Armenia has been swept by mass protests since early November 2020 in the wake of Prime Minister Nikol Pashinyan signing an agreement with Azerbaijan to end hostilities in the breakaway republic of Nagorno-Karabakh, viewed by Armenians as a defeat in the long-lasting conflict.
Armenian Prime Minister Nikol Pashinyan announced that he will resign in April, ahead of early parliamentary elections in the country.
“Yes, I will resign very soon, in April — not to leave, but for snap elections to take place. Until they happen, I will remain a caretaker prime minister,” Pashinyan said.
According to the country’s constitution, in order to hold early parliamentary elections, the authorities must lift the martial law, declared in Armenia in late September due to the escalation of the conflict in the disputed Nagorno-Karabakh region.

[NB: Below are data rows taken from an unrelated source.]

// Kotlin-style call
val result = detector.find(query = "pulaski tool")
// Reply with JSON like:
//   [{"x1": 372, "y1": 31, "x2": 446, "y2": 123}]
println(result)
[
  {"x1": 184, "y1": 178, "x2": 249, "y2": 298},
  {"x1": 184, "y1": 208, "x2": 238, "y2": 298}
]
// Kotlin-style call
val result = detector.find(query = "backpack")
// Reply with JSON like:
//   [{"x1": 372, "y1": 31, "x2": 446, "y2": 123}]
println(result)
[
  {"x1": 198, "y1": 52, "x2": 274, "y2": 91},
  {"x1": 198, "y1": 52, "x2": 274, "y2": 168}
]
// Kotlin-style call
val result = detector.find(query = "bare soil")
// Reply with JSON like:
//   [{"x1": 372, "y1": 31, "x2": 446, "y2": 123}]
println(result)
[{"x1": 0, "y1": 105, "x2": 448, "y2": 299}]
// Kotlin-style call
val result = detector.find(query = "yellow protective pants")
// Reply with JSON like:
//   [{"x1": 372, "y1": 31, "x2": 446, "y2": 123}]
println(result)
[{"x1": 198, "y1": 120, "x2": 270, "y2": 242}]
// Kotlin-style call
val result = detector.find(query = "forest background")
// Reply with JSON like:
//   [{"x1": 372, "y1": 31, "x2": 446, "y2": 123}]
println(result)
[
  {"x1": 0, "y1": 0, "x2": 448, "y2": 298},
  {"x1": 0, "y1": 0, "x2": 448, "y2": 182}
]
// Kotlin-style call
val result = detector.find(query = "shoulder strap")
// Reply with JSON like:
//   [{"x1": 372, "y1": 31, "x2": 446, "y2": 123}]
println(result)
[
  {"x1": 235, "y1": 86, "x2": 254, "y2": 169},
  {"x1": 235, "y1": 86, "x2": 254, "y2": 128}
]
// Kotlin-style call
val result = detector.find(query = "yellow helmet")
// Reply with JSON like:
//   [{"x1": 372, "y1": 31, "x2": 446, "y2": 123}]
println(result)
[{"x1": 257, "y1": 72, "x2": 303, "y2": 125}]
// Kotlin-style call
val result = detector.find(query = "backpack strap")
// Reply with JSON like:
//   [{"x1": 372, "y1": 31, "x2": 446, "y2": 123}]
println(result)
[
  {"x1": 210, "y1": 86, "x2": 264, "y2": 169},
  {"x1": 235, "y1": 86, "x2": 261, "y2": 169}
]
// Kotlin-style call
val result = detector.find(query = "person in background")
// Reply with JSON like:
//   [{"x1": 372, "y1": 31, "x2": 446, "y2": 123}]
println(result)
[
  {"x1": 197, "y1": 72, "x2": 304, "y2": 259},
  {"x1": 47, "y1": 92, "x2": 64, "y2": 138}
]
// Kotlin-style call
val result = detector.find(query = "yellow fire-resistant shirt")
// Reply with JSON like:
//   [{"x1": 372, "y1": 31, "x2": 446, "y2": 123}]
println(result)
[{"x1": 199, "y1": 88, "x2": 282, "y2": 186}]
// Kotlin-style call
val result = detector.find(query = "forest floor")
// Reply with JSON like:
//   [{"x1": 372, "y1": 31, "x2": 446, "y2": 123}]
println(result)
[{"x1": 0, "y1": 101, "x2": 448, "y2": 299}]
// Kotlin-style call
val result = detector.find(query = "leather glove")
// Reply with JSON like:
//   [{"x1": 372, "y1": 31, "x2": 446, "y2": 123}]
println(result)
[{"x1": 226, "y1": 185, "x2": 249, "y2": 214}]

Armenia has seen numerous protests since Pashinyan signed a Russia-brokered ceasefire deal with Azerbaijan over the disputed Karabakh region in November. Under the agreement, both countries stopped hostilities in Nagorno-Karabakh region and remained at whatever positions they were holding at the time.
As a result, Azerbaijan gained control over some territories. Russian peacekeepers have since been deployed at the contact line.
Protesters in Armenia have been calling for Pashinyan to step down.
The decades-long Nagorno-Karabakh conflict between Armenia and Azerbaijan flared up in late September, resulting in the significant military and civilian casualties on both sides.
The conflict began in February 1988, when the Nagorno-Karabakh Autonomous Region announced its secession from the Azerbaijani Soviet Socialist Republic. During an armed confrontation in 1992-1994, Azerbaijan lost control of Nagorno-Karabakh and its adjacent areas. Since 1992, talks were ongoing on peaceful settlement of the conflict with the mediation of the OSCE Minsk Group, led by Russia, the United States and France.